As an iOS developer, my job is never done, even though my app, SwiftoDo, is internally simple and focused. There are always more features to add. There is competition in the App Store to worry about. There are third party libraries that deal with that break from time to time or have APIs change. Most of all, there is the regular drumbeat of regular iOS updates, which, frustratingly, can break standard UI controls and behaviors, and new hardware to support.
What I like about having my own iOS app is the act of creating something unique, something I actually use every day, and supporting other people who want to use it to.

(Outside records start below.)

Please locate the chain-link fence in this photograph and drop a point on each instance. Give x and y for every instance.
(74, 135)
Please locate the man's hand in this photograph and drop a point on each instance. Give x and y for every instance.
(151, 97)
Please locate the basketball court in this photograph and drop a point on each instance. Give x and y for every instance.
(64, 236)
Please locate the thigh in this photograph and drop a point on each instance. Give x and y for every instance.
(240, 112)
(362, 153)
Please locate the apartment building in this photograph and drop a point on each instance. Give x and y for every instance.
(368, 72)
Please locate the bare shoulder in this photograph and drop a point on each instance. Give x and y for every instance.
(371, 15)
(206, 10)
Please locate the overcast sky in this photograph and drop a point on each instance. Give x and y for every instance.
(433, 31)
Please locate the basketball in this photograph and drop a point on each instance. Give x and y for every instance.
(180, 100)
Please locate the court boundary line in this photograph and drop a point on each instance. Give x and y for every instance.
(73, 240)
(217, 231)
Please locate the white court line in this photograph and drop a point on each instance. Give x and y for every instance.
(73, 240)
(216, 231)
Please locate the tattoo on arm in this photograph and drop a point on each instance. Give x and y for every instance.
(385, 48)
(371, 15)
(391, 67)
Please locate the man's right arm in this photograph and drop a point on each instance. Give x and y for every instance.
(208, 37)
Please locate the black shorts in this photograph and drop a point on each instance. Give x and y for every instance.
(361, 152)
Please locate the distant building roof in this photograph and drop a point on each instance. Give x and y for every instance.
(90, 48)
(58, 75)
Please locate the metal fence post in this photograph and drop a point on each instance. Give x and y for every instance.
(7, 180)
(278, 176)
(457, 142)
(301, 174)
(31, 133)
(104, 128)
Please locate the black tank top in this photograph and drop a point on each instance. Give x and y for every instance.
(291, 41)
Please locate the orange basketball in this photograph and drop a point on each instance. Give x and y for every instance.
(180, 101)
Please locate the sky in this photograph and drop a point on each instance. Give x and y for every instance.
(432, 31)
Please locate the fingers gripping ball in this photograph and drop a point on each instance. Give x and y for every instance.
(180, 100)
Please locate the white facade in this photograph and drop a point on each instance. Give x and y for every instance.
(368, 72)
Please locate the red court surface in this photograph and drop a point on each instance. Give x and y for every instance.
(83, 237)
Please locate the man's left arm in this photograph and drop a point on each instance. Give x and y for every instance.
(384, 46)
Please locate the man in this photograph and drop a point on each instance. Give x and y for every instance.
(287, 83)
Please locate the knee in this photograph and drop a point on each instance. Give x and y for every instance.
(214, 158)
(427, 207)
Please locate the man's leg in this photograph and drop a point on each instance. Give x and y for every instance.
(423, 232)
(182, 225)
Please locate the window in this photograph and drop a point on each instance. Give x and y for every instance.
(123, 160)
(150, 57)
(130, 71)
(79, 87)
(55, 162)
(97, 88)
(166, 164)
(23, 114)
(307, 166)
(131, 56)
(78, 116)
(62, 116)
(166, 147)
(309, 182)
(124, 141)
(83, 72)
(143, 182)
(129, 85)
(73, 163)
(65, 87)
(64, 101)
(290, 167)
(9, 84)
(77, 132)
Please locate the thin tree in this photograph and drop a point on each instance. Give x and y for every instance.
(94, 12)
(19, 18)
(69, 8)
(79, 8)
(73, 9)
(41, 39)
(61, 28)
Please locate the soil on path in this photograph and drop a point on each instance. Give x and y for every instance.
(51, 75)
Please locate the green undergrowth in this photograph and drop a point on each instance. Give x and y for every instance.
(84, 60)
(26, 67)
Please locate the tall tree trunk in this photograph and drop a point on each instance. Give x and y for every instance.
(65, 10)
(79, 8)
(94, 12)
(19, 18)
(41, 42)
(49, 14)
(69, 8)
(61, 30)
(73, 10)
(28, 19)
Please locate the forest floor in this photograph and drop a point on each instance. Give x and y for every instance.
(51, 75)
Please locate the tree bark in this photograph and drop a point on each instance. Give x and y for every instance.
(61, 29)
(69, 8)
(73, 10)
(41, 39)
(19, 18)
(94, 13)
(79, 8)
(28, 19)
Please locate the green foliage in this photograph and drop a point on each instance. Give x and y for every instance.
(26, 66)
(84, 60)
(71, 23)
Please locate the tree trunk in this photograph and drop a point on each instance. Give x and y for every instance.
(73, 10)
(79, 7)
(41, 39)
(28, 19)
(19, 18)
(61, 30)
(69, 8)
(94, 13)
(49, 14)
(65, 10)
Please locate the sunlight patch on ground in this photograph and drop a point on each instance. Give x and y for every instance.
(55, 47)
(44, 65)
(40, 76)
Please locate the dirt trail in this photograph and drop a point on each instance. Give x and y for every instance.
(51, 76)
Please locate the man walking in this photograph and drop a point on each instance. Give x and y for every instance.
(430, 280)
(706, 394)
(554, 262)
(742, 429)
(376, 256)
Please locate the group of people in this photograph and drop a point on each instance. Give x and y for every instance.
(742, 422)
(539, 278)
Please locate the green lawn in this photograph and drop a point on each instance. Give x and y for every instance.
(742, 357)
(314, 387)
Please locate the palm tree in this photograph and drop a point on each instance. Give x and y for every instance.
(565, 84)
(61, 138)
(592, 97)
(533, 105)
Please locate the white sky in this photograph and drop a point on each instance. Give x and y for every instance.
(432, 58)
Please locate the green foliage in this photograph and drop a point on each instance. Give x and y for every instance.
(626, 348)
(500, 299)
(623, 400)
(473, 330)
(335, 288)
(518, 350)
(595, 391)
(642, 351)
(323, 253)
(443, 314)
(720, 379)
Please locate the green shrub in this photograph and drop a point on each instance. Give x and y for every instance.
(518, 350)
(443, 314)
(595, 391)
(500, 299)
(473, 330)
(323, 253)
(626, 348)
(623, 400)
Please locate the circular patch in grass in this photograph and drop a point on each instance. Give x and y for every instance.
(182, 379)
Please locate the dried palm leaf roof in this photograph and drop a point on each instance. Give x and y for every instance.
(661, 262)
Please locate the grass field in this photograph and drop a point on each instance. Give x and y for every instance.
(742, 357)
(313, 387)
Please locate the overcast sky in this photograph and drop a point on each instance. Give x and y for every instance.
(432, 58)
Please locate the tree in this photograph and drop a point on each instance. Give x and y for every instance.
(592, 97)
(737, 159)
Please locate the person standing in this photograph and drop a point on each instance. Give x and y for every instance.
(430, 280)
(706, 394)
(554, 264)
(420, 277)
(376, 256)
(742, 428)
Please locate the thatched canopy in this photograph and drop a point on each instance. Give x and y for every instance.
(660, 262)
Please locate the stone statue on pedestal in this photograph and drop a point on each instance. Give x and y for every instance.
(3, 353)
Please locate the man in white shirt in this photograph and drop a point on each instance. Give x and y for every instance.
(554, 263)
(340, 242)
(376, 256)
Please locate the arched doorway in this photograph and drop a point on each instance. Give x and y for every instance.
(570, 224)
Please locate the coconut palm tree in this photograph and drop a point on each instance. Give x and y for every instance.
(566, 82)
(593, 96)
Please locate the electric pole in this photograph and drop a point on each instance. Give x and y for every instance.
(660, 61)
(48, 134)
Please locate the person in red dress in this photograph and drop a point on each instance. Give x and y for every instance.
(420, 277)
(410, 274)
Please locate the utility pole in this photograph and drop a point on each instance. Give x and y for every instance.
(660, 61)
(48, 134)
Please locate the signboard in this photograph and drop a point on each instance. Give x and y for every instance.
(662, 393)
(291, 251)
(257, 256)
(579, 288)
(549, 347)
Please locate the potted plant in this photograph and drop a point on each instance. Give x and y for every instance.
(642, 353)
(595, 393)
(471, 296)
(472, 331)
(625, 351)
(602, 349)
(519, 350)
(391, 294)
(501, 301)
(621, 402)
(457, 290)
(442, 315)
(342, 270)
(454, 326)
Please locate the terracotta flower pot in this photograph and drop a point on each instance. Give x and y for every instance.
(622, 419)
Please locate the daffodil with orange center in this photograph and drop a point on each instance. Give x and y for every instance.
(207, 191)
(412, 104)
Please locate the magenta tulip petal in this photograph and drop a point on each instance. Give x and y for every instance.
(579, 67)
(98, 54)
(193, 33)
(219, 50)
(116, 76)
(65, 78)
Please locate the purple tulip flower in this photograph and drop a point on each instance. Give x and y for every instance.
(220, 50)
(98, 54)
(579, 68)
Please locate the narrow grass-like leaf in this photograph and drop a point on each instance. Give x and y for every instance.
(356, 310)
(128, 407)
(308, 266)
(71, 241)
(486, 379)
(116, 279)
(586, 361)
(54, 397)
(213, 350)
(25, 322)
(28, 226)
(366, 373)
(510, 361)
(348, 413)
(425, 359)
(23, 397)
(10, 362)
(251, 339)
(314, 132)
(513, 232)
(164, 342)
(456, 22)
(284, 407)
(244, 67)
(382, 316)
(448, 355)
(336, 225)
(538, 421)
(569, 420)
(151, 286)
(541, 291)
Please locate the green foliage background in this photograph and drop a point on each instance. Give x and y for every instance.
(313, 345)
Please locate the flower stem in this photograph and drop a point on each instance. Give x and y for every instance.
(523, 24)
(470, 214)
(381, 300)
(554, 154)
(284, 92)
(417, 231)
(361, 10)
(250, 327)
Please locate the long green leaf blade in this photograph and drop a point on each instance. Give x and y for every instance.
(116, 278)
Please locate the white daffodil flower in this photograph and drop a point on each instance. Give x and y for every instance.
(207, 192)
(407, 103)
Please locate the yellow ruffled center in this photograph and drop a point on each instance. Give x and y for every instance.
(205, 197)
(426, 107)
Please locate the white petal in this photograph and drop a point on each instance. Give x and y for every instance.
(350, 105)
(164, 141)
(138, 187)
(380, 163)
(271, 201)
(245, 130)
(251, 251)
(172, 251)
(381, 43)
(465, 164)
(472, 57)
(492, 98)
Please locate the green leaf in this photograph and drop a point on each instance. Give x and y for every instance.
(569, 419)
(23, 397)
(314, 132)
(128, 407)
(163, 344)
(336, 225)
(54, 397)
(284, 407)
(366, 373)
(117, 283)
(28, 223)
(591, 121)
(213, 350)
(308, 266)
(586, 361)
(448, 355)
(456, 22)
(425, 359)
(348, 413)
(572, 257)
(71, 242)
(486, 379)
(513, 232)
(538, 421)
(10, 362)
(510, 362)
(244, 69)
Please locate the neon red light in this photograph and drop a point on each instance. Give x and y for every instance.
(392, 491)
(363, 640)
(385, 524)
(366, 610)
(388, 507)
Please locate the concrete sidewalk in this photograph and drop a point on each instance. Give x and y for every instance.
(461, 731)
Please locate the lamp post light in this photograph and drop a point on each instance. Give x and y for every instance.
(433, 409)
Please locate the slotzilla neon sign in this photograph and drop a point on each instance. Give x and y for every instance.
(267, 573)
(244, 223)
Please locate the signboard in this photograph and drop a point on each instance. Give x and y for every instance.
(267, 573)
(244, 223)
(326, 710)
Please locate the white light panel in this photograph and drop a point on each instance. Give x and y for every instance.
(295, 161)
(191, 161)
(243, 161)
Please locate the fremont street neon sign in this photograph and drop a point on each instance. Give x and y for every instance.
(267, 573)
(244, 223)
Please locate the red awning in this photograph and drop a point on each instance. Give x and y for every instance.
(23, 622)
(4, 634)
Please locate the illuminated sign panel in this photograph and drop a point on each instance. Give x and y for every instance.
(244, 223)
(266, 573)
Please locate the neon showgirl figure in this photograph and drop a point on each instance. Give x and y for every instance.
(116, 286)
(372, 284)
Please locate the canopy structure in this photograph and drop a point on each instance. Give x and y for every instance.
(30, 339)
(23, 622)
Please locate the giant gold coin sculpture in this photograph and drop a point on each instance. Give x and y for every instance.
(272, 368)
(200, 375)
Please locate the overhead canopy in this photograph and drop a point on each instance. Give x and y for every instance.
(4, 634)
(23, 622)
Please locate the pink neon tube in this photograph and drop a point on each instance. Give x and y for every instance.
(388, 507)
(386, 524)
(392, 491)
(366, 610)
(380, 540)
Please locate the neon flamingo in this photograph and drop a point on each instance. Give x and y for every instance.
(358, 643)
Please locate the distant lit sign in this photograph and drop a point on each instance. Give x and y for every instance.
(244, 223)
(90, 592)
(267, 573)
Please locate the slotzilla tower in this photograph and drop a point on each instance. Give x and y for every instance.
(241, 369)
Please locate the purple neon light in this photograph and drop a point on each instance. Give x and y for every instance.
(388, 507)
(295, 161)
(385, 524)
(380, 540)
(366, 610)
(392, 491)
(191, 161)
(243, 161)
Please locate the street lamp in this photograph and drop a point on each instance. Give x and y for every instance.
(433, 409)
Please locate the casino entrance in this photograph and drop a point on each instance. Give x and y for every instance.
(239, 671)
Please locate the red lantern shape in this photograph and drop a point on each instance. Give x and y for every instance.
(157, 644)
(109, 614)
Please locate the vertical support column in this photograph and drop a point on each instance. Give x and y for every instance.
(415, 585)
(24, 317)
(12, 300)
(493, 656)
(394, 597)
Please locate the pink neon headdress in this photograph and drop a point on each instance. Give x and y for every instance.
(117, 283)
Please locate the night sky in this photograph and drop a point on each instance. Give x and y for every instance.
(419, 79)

It is a lot of work, but it is also a lot of fun—except for migrating between Swift versions every year; that part I could do without, and hopefully the changes will be more minor as time goes on.
Right now I am trying to knock out several features that have been in development since this summer, and get it all done before Apple no longer supports builds from Xcode 8.3.3. I think, when I finally upgrade to Xcode 9 and do yet another Swift version upgrade of my code, I will drop support for iOS 9, and bump the minimum supported iOS version up to iOS 10.3, or maybe even iOS 11.0. I hate to do that, but support for the older SDK is probably causing me more trouble than it is worth at this point. Still, I don’t want to leave my iOS 9 users with an app that is broken or unstable in any way. That is why I have delayed dropping support so long now.